TensorRT-LLM#

Install the engine#

To install the engine, follow the official TensorRT-LLM documentation.

To build and run the engine, you can use the Mistral example by setting the right parameters for Soniox 7B. Here is an example of the correct build and run commands:

Build#

python3 build.py \
  --model_dir HF_MODEL_DIR \
  --dtype float16 \
  --remove_input_padding \
  --use_gpt_attention_plugin float16 \
  --enable_context_fmha \
  --use_gemm_plugin float16 \
  --output_dir ENGINE_DIR \
  --max_input_len 7168 \
  --max_output_len 7168 \
  --max_num_tokens 8192 \
  --max_batch_size 1

Note

HF_MODEL_DIR is the path to the local model directory. If you downloaded a zip file, it should be the extracted Soniox-7B-1.0 directory.

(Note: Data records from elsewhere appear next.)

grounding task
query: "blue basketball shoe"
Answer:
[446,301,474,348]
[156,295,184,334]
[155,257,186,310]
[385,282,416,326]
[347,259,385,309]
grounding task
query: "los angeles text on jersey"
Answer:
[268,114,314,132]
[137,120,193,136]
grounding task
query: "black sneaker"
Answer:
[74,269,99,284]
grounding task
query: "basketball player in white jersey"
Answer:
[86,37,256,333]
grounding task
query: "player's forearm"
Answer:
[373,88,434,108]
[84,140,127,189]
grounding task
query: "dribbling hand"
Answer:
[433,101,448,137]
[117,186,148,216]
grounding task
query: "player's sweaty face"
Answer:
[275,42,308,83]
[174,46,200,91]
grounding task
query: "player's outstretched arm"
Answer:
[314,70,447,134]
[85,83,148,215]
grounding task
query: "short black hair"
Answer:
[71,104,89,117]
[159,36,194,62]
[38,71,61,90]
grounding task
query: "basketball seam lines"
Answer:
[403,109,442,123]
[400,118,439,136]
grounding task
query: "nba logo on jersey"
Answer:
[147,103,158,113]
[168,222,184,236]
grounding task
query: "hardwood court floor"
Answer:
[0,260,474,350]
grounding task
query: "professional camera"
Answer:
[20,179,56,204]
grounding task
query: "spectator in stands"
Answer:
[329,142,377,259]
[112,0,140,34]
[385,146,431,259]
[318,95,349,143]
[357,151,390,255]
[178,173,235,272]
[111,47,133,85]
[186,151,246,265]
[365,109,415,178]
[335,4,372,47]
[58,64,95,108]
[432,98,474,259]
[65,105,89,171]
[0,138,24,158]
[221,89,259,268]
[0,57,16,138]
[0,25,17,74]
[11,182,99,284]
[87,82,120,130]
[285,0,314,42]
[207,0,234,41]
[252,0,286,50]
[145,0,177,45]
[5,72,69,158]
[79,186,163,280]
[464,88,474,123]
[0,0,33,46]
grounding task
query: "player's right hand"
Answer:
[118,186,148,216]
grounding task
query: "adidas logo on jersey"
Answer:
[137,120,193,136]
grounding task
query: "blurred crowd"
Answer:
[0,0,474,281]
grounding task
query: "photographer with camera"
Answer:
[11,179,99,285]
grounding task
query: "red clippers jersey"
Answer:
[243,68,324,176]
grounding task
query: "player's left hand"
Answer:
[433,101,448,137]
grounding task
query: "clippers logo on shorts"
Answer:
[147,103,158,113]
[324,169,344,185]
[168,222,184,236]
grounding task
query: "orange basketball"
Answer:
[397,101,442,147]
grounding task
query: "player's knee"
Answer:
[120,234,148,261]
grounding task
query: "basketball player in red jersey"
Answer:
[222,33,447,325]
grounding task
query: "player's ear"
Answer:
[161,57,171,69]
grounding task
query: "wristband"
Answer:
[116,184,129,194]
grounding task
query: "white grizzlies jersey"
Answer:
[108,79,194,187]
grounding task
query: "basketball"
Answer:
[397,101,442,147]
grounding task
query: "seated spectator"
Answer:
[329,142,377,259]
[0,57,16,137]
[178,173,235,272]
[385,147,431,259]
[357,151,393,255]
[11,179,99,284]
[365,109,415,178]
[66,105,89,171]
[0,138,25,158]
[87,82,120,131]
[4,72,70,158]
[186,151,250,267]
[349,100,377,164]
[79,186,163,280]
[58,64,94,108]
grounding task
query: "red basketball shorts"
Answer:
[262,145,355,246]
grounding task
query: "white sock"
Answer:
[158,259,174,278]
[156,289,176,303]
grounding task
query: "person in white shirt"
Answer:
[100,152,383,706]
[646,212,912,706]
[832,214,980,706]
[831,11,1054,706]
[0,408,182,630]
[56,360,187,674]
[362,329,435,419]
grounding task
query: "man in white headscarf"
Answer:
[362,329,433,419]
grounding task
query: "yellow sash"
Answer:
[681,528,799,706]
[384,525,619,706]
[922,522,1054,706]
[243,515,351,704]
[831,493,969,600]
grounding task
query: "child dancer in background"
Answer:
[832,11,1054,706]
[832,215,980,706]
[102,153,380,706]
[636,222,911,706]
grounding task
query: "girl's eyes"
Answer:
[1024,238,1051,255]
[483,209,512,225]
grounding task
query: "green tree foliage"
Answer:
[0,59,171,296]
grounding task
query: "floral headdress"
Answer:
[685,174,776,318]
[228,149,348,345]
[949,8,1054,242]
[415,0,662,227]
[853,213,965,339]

If you downloaded the model from Hugging Face, you can find the model in the HF cache at a location like ~/.cache/huggingface/hub/models--soniox--Soniox-7B-v1.0/snapshots/COMMIT_HASH.
ENGINE_DIR is the path where the engine will be built.

Run#

python3 ../run.py \
  --max_input_len 7168 \
  --max_output_len 7168 \
  --tokenizer_dir HF_MODEL_DIR \
  --engine_dir ENGINE_DIR \
  --no_prompt_template \
  --add_special_tokens=false \
  --input_text "<s>[CLS:soniox] [INST] 12 plus 21? [/INST] 33.</s> [INST] Five minus one? [/INST]"

Make sure to use the correct conversation template.

Deploy the engine#

Once the engine is built, it can be deployed using the Triton inference server with its TensorRT-LLM backend. Follow the official documentation.